Inévitablement, le focus mis sur les soins palliatifs peut générer des antagonismes chez des soignants d’autres services de pointe dont l’objectif et les moyens budgétaires sont concentrés sur « sauver et guérir ».

6/ Antagonismes internes :

Certains services de soins palliatifs sont traversés d’une tension de sensibilité selon que leurs responsables privilégient la sédation ou la relation. Une bonne pratique de la sédation tend à préserver autant que faire se peut la capacité de la personne à échanger avec ses proches. Les sédations réversibles le permettent : on endort davantage un patient la nuit ce qui le repose, pour lui permettre le jour suivant de mieux communiquer avec ceux qui l’entourent.

La sédation profonde et continue jusqu’au décès est en principe exceptionnelle et ne se prodigue que quand le décès est annoncé à court terme.
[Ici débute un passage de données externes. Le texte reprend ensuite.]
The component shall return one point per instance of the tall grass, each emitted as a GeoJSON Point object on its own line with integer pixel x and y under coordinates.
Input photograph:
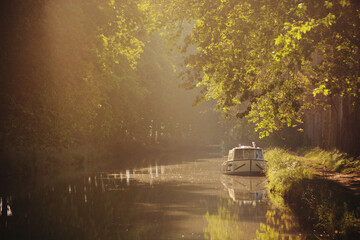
{"type": "Point", "coordinates": [323, 207]}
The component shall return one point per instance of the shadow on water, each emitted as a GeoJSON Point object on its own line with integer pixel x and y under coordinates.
{"type": "Point", "coordinates": [325, 208]}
Cependant la pression en faveur d’une mort « douce » peut conduire certains praticiens à sédater plus que d’autres, certains diront exagérément. Par ailleurs, une tension interne aux services peut aussi naître quand la phase ultime de l’agonie, où la personne ne souffre pourtant plus, est trop systématiquement escamotée par certains soignants.

 

Toutes ces tensions sont régulées par de riches débats au sein de la profession qui – par ailleurs – se défend de façon unitaire contre les tentatives d’irruption de l’euthanasie et du suicide assisté. Mais si ces pratiques étaient légalisées, non seulement l’adage « la mauvaise monnaie chasse la bonne » (la facilité pourrait l’emporter) risquerait de se vérifier, mais encore le mouvement des soins palliatifs risquerait d’être lourdement fracturé et affaibli.